Aujourd'hui, les trois artistes partagent les cimaises dans une discussion décidément triangulaire, parfaitement équilatérale. Une centaine d'œuvres foisonnent de propositions plastiques argumentant en faveur d'un modernisme radical sans dire mot. L'art plastique sera visuel ou ne sera pas. On se régale de tout ce savoir mûrement acquit et définitivement muet. Tout en restant circonscrit dans son propre champ d'investigation, chaque artiste interroge largement la tradition picturale avec la rigueur acquise par une longue pratique.

Pinaud ne questionne pas la peinture, il fait des tableaux. Dans Sans titre 2006 (tissu contrecollé sur bois, acrylique, gel médium, canevas), Deep Black Mitsubushi (laque automobile sur tôle, papier adhésif, vernis) ou Sans titre 2009 (tissu d'ameublement contrecollé sur bois, peinture pour soie, gel médium) il restitue les résultats de la peinture analytique sans s'attarder dans les démonstrations. On n'en a pas besoin, car ces œuvres sont actionnées par une sensualité d'autant plus palpable qu'elle est froide et sans affect. Ses expériences dans la série Patère sont particulièrement suaves : chaque pièce s'approprie l'espace mural sur lequel elle est suspendue et la dynamise tout en restant entièrement autonome, sans référence qui la lie au réel ou à l'expressivité. Que ce soit le support, les matériaux, Pinaud s'y connaît dans les finitions.
A première vue, son souci est pour l'excellence dans le travail : patron respectueux et respecté par ses artisans. Mais l'œuvre ne se révèle entièrement qu'à celui qui comprend ses critères internes et la manière dont elle veut être vue : c'est à dire caressée de la main désinvolte d'un dandy. Son attitude évoque Oscar Wilde dans Le déclin du mensonge : « Dès qu'une chose nous affecte en douleur ou plaisir, ou fait un pressant appel à notre sympathie, ou est une partie vitale de l'ambiance où nous vivons, elle est en dehors de la sphère propre de l'Art. »
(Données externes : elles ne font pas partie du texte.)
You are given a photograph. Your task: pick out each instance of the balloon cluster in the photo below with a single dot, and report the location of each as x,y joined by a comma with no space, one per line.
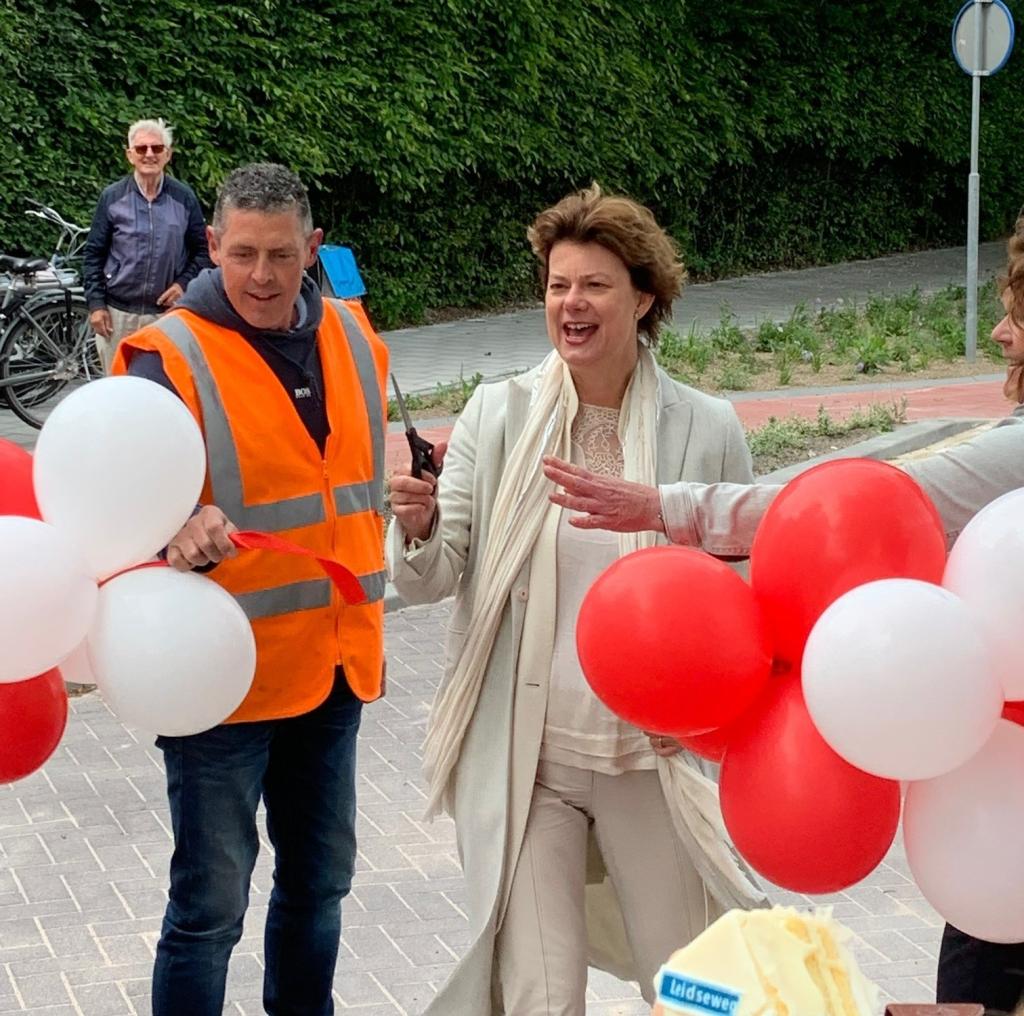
856,660
117,471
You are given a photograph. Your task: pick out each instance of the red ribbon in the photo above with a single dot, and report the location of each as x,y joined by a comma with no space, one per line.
347,584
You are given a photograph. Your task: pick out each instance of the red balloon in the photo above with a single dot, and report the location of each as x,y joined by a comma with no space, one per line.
1014,711
16,494
836,526
800,814
33,716
672,640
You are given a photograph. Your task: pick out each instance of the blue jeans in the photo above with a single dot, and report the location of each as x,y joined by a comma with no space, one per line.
304,769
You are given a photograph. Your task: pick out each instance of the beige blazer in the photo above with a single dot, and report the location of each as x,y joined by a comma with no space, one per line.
700,439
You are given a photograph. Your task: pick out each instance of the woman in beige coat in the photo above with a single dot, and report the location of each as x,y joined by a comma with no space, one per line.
582,839
723,519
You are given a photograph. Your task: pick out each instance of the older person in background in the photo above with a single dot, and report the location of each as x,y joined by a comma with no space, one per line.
146,243
567,839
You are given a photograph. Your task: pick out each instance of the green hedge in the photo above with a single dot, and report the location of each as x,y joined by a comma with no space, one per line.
763,132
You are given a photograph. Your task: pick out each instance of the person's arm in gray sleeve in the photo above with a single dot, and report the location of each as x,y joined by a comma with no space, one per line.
962,479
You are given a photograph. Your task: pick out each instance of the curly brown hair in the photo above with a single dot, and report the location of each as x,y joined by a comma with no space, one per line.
630,231
1014,279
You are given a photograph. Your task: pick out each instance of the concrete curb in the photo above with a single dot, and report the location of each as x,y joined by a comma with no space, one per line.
909,437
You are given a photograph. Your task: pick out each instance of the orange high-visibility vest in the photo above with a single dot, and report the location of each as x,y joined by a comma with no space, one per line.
266,473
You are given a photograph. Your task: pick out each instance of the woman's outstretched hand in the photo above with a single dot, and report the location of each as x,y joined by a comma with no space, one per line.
415,501
605,502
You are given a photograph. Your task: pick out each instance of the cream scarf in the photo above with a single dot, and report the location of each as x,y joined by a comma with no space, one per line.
520,507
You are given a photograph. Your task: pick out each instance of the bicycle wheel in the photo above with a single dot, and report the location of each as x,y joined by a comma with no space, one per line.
48,352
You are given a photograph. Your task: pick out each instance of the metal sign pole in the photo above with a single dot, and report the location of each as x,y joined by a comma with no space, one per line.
973,191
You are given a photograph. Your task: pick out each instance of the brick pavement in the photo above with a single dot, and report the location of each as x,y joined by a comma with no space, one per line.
84,847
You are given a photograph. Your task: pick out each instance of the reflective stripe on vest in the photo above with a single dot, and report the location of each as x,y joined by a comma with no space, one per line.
306,595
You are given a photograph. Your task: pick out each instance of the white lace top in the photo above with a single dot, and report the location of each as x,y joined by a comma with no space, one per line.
579,729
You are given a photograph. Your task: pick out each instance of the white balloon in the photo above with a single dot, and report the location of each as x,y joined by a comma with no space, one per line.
119,466
964,832
986,570
173,652
47,597
899,679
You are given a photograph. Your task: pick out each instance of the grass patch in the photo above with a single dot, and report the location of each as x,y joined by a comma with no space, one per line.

L'éthique conceptuelle de Philippe Ramette s'exprime avec humour. C'est à la fois un instrument de combat et un bouclier. Ainsi armé, il assume sa place dans le débat pictural alors que son médium de prédilection est la photographie. Sans confiance en la raison, son travail exploite les paradoxes visuels qui mettent en cause toute notion de point de vue --de l'artiste ou du spectateur. En même temps, il déjoue tous les pièges linguistiques qui sont le fonds de commerce d'artistes comme René Magritte car son principe est de renouveler le statut de l'œuvre d'art tel qu'elle a pris place dans notre modernité. Ramette cherche la légitimité dans le subversif, la permanence esthétique dans l'éphémère. On soupçonne son attitude potache de cacher une réelle mélancolie, qui ferait elle-même écran devant de l'idéalisme ou une entreprise de sauvetage. Loin de glorifier les exploits de l'homme contemporain, il fabrique des objets qui pourraient être pris pour des fétiches à conjurer les démons libérés par l'inconséquence de nos désirs.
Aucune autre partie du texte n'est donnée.